А в каких самых дремучих лесах, в самых тайных и заповедных лисьих чащах скитался я, томясь за охотничьими журналами (которые нередко перечитываю и сейчас — и с подлинным наслаждением)?!

Вот я, закрыв Пушкина, бережно отнеся его в шкаф, застываю над этими журналами, пахнущими почему-то засушенными васильками и ванилью, и испытываю нечто подобное настоящей лихорадке: какая-то, вероятно, заурядная повесть «В графских дачах» переносит меня в тихие весенние вечера, в лесные просеки, над которыми тянут со свистом и хорканьем вальдшнепы; в летние березовые заросли, по которым кружит на тетеревиных набродках легкий пойнтер; в золотые осенние дубняки, где так страшно, так мучительно и алчно занывают, ведя по «красному», гончие и так замечательно-гулко, с глухо-певучими переливами вопят охотничьи рога.

А как волнуют меня старинные, чуть манерные, очень наивные стихи безвестных поэтов — о токующем глухаре, о первой летней охоте накануне чудесного Петрова дня, когда «на закате заря догорает и, под блеском лучей миллионом огней, ярко-красных, болото сверкает», — о старике-охотнике, вспоминающем свои юношеские дни в светлых, солнечных лесах!
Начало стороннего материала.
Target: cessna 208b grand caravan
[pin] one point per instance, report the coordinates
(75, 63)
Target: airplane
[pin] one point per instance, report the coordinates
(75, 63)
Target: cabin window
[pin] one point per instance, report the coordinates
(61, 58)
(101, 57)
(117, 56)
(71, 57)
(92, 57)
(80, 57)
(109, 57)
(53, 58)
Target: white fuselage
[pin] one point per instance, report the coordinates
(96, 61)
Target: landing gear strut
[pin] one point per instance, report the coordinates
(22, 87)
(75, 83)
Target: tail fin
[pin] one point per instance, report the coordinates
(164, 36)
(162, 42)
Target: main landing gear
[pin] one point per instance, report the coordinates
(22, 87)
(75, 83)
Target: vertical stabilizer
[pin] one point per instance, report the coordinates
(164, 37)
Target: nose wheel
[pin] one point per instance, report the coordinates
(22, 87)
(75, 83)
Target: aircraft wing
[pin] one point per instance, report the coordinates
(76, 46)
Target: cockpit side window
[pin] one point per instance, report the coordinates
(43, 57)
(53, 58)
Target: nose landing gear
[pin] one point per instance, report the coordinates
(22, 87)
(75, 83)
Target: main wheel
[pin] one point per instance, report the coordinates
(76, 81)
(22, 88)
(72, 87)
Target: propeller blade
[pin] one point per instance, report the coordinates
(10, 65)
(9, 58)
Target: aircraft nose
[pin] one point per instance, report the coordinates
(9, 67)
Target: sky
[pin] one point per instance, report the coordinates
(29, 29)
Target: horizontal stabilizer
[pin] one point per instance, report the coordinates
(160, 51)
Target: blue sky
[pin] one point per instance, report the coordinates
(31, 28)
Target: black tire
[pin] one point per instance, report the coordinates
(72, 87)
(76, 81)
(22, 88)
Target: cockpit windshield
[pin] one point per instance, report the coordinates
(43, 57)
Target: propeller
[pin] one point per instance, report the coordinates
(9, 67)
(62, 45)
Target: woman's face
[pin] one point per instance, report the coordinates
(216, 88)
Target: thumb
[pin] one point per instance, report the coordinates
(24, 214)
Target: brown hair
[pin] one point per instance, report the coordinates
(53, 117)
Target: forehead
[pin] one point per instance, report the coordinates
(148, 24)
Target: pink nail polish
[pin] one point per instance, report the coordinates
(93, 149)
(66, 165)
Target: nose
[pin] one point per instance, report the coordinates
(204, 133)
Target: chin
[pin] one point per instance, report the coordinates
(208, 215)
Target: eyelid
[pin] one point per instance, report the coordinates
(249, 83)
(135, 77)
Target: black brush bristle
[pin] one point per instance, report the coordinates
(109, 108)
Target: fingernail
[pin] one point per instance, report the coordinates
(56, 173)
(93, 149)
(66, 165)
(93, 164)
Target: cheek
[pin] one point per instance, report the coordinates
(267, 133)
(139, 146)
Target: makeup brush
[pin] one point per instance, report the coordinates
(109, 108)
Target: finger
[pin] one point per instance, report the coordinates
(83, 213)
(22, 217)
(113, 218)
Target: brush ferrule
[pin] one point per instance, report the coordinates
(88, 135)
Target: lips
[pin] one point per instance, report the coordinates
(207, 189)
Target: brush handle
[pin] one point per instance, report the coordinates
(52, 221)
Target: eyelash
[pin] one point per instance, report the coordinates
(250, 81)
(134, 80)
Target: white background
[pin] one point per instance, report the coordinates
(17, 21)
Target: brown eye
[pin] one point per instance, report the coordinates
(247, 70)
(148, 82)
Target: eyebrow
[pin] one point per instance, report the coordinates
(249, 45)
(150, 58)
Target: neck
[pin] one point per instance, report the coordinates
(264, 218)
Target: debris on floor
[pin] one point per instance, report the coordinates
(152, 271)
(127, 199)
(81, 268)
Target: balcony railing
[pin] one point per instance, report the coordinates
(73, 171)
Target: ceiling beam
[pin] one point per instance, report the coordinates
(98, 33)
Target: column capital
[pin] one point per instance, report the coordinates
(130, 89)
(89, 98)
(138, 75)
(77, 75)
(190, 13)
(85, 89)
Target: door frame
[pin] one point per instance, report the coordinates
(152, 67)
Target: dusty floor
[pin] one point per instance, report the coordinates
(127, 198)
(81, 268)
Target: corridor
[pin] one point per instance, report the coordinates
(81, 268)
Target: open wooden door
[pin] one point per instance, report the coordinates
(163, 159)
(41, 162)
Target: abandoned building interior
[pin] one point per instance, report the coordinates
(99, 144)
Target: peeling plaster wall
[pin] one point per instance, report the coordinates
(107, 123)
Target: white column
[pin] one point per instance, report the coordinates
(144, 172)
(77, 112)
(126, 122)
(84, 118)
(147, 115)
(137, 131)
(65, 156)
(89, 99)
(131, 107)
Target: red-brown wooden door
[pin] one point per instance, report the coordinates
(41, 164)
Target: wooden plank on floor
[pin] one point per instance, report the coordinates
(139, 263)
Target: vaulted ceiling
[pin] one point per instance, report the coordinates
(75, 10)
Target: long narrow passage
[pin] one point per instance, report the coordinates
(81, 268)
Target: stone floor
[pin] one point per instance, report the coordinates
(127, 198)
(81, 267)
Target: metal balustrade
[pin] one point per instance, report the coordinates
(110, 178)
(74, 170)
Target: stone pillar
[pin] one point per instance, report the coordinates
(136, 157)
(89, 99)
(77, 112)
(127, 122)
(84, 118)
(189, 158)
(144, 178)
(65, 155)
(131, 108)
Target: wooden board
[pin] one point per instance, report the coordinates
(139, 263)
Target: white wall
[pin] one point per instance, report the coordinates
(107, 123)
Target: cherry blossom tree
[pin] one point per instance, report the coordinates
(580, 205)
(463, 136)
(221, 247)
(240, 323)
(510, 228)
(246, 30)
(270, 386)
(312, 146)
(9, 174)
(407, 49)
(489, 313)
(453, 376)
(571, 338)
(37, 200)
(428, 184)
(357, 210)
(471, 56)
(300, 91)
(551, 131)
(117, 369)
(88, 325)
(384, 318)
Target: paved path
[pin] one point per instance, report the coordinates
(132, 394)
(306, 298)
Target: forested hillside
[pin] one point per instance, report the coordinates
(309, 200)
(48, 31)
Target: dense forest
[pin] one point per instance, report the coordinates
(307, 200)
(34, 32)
Что же сказать, после всего этого, о картинах в охотничьих журналах? — они уже просто выводят меня из себя, — заставляют испытывать такое — и внутреннее и внешнее — беспокойство, такую томительную неудовлетворенность, что радость моя наконец превращается в истинное мучение (остающееся, все-таки, счастливым). Эти картины: охотник, затаившийся на лисьем лазу в просвете желтеющих дубов, два сеттера — сиреневый лаверак и красный ирландец, замершие, с приподнятыми передними лапами на стойке; несущаяся над стрельчатым осокорем стайка уток; темно-синие тетерева, покачивающиеся на вершинах зимних берез, и ошалело мчащийся встрепанный шоколадный русак, — возвращают мои думы к дядям: они, представляю я, сейчас бродят <...> в лесных снегах, негромко скликаются, счастливо замирают при звуках гона, крепко сжимая в руках морозно жгущиеся ружья.

Я устало и разволнованно осматриваюсь: день совсем рассветлел, — <...> густо голубеет небо, резко и сильно блестят снега, как бы осыпанные мельчайшей разноцветной крупой, весело и, кажется, звонко сверкают комнаты, их портьеры, «горки» и расписные стены.

В доме, солнечном и теплом, сонно и тихо: мама что-то разбирает в комоде, пересматривает какие-то футляры, коробочки и кипарисовые шкатулки. Маленький брат, бренча погремушкой, ползает по сверкающему, как бы растопленному, полу; бабушка — внизу — дремлет, закутавшись шалью, на припекающей лежанке; тетушка Ольга, хрустя маковиками, плетет кружево, а Линка, в незабудковом платье и новых «камашах», с алой лентой в убранных волосах, смотрит в кухонное окно на воркующих голубей и тихо, протяжно напевает: «Уродилась я, как в поле былинка...».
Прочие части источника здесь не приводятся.